Flowchart over enrolled patients. A total of 121 critical ill COVID-19 patients were included when admitted to the ICU. Three patients were later PCR-confirmed COVID-19 negative. Twenty-three patients died before follow-up and 36 patients did not consent to follow-up. One patient was excluded due to severe neurological disease. Sixty-one patients were available at follow-up 3–6 months after discharge from the ICU, 2 patients had incomplete follow-up questionnaires and 2 patients had incomplete biomarker analysis. A total of 57 patients had complete follow-up and biomarker data, however one patient had incomplete MoCA therefore 56 patients were available for cognitive impairment analysis. ICU Intensive care unit. MoCA Montreal cognitive assessment score.
Risk for in hospital mortality was evaluated at admission to the ICU using Simplified acute physiology score 3 (SAPS3) which ranges from 16 to 217 points with higher points indicating higher risk of mortality20. EDTA plasma was collected at the ICU within the first days of admission and again at 3–6 months after discharge from the ICU, and frozen at − 80 °C until use.
At follow-up, 3–6 months after the ICU stay, patients were assessed regarding fatigue using MFI-2021 and cognitive function using MoCA22. The MFI-20 questionnaire consists of a total of 20 items in five subscales with each subscale containing its own aspect of fatigue; general fatigue, physical fatigue, mental fatigue, reduced activity and reduced motivation. High scores represent a high level of fatigue and each subscale range from 4–20 points21. For MFI-20, a score corresponding to the ≥ 95 percentile in a normal population stratified by age and gender was used to identify patients with significant fatigue21, and the patient cohort was subsequently classified as having fatigue or not having fatigue for those without fatigue at follow-up.

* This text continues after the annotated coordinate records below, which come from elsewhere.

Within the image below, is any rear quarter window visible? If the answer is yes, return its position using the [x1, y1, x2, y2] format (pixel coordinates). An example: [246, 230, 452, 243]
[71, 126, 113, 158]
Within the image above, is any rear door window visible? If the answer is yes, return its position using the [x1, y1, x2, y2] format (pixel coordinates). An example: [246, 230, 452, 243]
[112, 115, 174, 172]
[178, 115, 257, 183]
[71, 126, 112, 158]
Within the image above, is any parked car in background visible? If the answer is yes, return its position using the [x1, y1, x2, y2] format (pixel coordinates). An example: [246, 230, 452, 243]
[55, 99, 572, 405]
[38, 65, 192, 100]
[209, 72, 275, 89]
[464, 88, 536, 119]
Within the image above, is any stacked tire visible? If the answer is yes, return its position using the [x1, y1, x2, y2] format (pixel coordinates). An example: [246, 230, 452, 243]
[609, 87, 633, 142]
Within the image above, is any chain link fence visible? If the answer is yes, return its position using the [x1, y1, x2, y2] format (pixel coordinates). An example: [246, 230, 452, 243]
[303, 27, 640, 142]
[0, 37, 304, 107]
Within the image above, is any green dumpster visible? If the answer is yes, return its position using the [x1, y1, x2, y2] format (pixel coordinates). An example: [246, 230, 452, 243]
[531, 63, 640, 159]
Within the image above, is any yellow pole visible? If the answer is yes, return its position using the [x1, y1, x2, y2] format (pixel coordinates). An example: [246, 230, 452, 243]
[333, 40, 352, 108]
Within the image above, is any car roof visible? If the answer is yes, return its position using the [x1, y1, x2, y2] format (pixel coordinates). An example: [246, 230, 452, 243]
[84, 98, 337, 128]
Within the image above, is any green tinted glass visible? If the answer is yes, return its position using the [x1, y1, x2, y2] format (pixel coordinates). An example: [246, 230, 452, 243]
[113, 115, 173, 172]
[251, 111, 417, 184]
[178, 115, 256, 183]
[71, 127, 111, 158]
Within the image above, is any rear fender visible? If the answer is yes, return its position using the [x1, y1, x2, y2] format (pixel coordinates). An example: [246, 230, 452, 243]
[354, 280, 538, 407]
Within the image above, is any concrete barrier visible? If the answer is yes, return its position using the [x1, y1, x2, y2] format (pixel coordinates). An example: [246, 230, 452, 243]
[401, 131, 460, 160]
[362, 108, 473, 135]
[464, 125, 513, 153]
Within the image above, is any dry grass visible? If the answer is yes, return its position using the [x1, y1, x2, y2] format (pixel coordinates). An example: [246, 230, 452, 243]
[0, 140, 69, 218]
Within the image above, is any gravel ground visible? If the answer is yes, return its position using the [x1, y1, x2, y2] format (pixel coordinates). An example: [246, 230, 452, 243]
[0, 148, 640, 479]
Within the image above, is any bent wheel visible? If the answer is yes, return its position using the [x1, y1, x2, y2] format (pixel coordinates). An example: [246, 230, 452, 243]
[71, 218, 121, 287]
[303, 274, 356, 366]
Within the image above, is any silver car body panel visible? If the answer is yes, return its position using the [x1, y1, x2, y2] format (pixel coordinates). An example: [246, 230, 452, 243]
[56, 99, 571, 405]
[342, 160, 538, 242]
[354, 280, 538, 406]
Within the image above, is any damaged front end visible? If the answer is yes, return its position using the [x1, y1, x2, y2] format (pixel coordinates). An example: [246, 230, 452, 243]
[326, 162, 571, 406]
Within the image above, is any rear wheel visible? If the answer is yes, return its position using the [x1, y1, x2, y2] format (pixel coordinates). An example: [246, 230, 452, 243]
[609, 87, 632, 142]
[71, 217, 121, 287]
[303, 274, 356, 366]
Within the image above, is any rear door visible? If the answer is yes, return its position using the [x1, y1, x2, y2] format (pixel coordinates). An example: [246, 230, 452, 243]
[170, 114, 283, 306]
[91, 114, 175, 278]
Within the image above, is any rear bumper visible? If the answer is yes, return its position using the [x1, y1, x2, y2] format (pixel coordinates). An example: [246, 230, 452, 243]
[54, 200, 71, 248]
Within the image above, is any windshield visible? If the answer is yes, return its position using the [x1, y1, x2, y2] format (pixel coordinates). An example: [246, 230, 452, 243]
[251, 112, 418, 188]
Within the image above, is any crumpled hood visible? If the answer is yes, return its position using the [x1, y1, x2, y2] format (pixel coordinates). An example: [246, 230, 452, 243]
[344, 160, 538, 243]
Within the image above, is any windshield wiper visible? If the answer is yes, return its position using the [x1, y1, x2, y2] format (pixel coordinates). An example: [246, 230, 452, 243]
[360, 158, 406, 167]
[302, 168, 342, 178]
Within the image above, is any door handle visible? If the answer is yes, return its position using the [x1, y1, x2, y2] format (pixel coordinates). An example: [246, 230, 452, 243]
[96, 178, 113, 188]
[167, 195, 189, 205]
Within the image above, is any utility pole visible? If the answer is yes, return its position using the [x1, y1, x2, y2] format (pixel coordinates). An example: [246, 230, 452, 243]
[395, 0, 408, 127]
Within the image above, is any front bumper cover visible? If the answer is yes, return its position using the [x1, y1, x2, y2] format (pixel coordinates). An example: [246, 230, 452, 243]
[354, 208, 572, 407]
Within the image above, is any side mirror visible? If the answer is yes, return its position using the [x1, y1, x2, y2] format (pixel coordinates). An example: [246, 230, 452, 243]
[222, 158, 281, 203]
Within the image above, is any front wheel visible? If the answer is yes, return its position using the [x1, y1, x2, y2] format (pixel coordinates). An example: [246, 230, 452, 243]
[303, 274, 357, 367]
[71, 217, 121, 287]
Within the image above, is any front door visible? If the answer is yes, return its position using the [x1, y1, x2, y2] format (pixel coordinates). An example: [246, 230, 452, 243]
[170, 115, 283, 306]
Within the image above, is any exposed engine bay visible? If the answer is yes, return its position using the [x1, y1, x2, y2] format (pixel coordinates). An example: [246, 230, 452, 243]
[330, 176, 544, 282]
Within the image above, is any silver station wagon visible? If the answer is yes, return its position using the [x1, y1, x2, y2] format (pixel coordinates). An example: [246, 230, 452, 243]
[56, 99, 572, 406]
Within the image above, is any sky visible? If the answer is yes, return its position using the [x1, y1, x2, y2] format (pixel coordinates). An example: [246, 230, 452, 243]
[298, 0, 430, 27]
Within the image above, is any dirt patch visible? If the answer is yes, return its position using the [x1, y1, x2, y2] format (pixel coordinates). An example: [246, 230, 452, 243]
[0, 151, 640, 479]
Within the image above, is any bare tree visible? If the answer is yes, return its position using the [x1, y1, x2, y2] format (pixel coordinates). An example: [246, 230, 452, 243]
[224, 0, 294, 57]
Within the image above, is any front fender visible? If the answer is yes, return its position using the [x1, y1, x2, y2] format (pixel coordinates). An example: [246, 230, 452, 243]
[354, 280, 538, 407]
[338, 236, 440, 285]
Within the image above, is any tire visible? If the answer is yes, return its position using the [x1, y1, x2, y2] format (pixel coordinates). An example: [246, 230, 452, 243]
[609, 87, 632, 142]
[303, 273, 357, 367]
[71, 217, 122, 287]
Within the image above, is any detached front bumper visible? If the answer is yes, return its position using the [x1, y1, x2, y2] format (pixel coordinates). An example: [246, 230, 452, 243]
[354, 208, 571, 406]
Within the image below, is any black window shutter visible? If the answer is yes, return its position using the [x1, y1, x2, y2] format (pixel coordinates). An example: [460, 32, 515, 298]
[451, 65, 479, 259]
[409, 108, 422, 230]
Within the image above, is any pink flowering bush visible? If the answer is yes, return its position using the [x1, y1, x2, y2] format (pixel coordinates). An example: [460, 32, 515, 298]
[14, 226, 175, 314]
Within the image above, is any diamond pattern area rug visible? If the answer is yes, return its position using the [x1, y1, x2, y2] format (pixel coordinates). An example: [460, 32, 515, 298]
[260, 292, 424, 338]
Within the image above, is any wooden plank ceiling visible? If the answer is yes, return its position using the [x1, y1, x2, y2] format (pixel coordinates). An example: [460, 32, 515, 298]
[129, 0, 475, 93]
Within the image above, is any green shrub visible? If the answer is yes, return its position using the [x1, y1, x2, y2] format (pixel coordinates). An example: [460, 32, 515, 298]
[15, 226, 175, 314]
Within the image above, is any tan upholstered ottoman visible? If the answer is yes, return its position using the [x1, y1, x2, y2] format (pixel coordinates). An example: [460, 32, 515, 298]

The MoCA questionnaire has a high sensitivity and specificity to detect mild cognitive dysfunction22. It assesses cognitive function through 10 items over several cognitive domains. For cognitive assessment a cut-off value lower than 26 points on MoCA (max 30 points) was used to indicate cognitive impairment and 26 points or above to indicate no cognitive impairment. Education level affects the total score and therefore an additional point is added to correct for education of less than 12 years22.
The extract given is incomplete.